Maurice said little, except to ask Johnny if he had got to such and such a place in the Adventures, or to assent to Edith's ecstasies; but once he sighed, and said Eleanor was awfully pulled down by that—that night.
"I should think," Edith said, "you'd feel she'd just about died for you, like people in history who died for each other."
"I do," Maurice said, soberly.
When they drove home in the dusk, Maurice singing, loudly; Edith, on the front seat of the wagon, snuggling against him; Johnny standing up, balancing himself by holding on to their shoulders, and old Rover jogging along on the footpath,—they were all in great spirits, until a turn in the road showed them Eleanor, sitting on a log, looking rather white.
"Suffering snakes!" said Maurice, breaking off in the middle of a word. Before Lion could quite stop, he was at his wife's side. "Eleanor! How did you get here? ... You walked? Oh, Star, you oughtn't to have done such a thing!"
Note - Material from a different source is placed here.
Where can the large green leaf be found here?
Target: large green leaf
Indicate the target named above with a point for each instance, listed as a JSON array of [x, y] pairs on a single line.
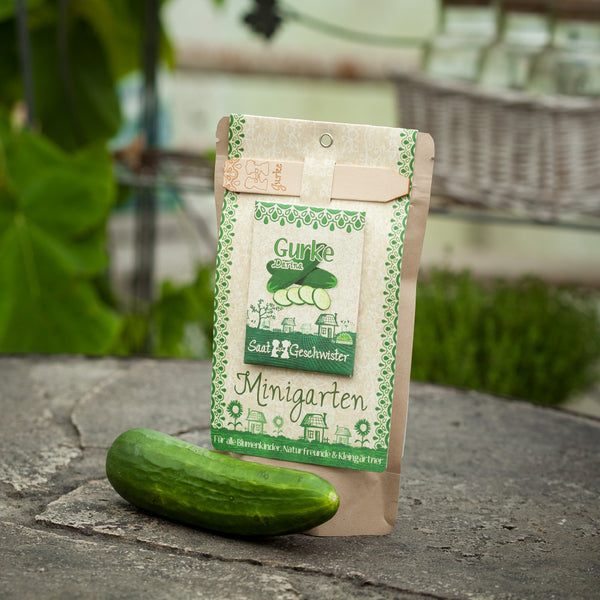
[[53, 212], [120, 26], [76, 99]]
"I was frightened about you. It was so late. I was afraid something had happened. I came to look for you."
Edith and Johnny looked on aghast; then Edith called out: "Why, Eleanor! I wouldn't let anything happen to Maurice!"
Maurice, kneeling beside his wife, had put his arms around her and was soothing her with all sorts of gentlenesses: "Dear, you mustn't worry so! Nelly, don't cry; why, darling, we were having such a good time, we never noticed that it was getting late ..."
"You forgot me," Eleanor said; "as long as you had Edith, you never thought how I might worry!" She hid her face in her hands.
Maurice came back to the wagon; "Edith," he said, in a low voice, "would you and Johnny mind getting out and walking? I'll bring Eleanor along later. I'm sorry, but she's—she's tired."